Synopsis
This report analyses the U.S. National Oceanic and Atmospheric Administration’s storm database and reports the impact of severe weather event types on public health (in terms of fatalities and injuries) and public wealth (in terms of property damage and crop damage).
This report aims to assist goverment officials and policy makers in prioritizing the resources in mitgating severe weather events in future.
This report is written following the principles of Reporducible Research, i.e. the R code chunks are presented interspersed with the results and documentation, so that anyone could check and / or reproduce the results.
Data since 1996 alone is considered for this analysis, due to consistent style in data entry.
Data Processing
Assumption: Data file and this program file are in same directory.
Load the data file into data frame (full data - fdat).
fdat <- read.csv("repdatA-data-StormData.csv",header=T)
Injuries and Fatalities are used to quantify population health impact.
Property damage and its exponent, Crop damage and its exponent are used to quantify economic impact.
Select the required columns of data into a data frame for further processing. (trimmed data - tdat).

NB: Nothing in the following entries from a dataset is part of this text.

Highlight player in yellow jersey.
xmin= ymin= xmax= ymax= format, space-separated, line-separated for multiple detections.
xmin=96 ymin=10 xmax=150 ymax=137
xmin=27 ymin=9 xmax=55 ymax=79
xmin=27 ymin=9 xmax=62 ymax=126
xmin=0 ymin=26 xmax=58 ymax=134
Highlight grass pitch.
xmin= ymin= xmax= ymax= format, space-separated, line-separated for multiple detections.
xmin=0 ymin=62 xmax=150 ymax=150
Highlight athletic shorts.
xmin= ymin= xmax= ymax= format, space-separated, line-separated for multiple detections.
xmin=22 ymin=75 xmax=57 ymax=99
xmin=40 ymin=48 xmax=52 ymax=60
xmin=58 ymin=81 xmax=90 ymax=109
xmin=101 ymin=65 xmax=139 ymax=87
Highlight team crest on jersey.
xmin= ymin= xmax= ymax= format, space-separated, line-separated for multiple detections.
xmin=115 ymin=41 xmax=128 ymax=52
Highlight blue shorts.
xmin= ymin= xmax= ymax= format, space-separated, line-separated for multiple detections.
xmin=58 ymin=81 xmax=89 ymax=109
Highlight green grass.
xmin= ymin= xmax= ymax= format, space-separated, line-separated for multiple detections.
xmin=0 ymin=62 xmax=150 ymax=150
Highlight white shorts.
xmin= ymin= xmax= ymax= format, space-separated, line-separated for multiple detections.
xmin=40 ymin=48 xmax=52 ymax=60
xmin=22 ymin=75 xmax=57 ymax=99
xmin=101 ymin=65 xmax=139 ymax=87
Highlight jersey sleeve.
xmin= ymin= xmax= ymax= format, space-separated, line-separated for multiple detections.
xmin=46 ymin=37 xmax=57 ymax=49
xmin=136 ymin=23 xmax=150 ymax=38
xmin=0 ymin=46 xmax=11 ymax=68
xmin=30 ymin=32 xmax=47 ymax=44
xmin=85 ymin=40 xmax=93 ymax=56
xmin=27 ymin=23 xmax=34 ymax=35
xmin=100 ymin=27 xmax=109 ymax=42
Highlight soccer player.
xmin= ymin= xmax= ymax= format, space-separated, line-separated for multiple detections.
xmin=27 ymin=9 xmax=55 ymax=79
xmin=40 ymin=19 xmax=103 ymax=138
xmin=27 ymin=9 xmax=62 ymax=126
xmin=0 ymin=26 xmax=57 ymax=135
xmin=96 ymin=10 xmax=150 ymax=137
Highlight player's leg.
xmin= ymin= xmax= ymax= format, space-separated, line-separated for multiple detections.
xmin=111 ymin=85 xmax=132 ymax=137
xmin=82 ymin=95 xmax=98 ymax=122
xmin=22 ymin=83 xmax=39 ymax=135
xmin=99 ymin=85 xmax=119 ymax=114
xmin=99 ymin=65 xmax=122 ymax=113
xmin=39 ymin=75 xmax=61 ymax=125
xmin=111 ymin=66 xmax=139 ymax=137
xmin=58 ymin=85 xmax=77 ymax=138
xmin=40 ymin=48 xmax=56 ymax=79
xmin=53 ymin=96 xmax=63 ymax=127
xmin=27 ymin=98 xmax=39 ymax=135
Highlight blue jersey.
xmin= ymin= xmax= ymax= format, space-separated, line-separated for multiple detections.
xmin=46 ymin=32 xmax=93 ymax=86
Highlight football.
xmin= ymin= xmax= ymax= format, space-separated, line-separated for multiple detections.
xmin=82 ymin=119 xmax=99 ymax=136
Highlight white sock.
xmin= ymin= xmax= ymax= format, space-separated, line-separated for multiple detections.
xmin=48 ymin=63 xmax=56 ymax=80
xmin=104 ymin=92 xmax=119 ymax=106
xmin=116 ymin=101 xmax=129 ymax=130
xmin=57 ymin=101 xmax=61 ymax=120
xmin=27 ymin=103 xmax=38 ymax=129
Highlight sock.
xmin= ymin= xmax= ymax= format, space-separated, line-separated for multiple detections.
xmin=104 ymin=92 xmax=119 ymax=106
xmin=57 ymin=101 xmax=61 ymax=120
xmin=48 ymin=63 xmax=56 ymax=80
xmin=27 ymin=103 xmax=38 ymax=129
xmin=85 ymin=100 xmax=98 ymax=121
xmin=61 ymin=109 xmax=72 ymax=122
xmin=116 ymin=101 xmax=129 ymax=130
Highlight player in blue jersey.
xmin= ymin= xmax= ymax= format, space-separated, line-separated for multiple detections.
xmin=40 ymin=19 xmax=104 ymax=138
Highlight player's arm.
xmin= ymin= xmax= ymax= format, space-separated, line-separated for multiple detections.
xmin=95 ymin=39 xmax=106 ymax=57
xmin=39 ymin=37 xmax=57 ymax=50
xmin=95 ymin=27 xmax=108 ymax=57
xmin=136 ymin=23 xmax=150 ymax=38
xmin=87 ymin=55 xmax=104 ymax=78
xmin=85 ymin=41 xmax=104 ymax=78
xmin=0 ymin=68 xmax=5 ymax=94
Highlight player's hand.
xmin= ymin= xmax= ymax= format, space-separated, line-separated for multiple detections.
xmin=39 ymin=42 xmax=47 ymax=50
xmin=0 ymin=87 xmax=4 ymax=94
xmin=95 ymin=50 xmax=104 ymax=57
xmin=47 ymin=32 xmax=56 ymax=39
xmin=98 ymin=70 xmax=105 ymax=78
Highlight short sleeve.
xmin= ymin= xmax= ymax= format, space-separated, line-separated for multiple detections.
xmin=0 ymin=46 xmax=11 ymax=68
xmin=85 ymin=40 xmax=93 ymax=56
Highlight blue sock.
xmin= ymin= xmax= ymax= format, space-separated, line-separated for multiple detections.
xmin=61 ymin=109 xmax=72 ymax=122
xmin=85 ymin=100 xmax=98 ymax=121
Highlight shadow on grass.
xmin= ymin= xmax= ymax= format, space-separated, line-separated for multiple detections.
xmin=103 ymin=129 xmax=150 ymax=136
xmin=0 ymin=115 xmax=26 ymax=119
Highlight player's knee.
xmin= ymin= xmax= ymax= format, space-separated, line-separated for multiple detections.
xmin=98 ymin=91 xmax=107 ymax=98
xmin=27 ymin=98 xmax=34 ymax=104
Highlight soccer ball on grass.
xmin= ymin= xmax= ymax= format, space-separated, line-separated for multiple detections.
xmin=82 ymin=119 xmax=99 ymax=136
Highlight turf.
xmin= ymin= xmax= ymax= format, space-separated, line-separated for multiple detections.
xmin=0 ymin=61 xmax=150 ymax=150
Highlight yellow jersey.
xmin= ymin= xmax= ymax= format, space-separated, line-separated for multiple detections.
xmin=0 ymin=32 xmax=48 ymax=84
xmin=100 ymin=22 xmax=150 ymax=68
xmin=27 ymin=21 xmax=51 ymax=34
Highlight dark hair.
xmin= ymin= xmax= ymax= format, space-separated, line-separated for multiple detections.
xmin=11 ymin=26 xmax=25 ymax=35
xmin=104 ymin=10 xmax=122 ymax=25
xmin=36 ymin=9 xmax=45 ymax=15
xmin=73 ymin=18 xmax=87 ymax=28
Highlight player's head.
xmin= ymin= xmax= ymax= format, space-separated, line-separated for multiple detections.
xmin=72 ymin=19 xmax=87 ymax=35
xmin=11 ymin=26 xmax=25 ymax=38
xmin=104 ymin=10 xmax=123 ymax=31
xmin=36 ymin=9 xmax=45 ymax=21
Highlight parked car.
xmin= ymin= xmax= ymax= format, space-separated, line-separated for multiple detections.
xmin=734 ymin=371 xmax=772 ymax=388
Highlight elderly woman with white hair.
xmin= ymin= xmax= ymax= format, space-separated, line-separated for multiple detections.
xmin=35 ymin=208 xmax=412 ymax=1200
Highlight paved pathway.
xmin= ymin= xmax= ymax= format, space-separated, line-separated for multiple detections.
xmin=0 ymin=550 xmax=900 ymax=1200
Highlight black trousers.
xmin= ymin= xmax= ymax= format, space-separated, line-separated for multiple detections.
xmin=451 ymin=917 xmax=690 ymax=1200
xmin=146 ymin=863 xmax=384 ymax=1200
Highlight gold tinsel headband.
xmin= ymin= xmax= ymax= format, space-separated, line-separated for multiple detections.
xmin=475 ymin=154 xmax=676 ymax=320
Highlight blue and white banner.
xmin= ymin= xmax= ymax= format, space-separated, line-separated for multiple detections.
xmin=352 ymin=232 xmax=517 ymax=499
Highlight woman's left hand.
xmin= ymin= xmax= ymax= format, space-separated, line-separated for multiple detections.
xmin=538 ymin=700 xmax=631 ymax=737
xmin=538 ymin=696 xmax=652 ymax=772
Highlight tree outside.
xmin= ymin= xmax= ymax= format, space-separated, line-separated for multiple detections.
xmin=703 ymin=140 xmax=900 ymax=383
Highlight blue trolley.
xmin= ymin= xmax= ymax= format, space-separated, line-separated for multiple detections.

tdat <- fdat[c("INJURIES","FATALITIES","PROPDMG","PROPDMGEXP","CROPDMG","CROPDMGEXP","EVTYPE")]
The event type entries are in either cases: lower or uppper.
So change all entries to lower case to avoid dupicate counting during aggregation.
The damange exponents are 0, K, M and B, standing for units, thousands, millions and billions respectively. These exponents are also are in either cases. So change all the damage exponents to lower case.
tdat$EVTYPE <- tolower(tdat$EVTYPE)
tdat$PROPDMGEXP <- tolower(tdat$PROPDMGEXP)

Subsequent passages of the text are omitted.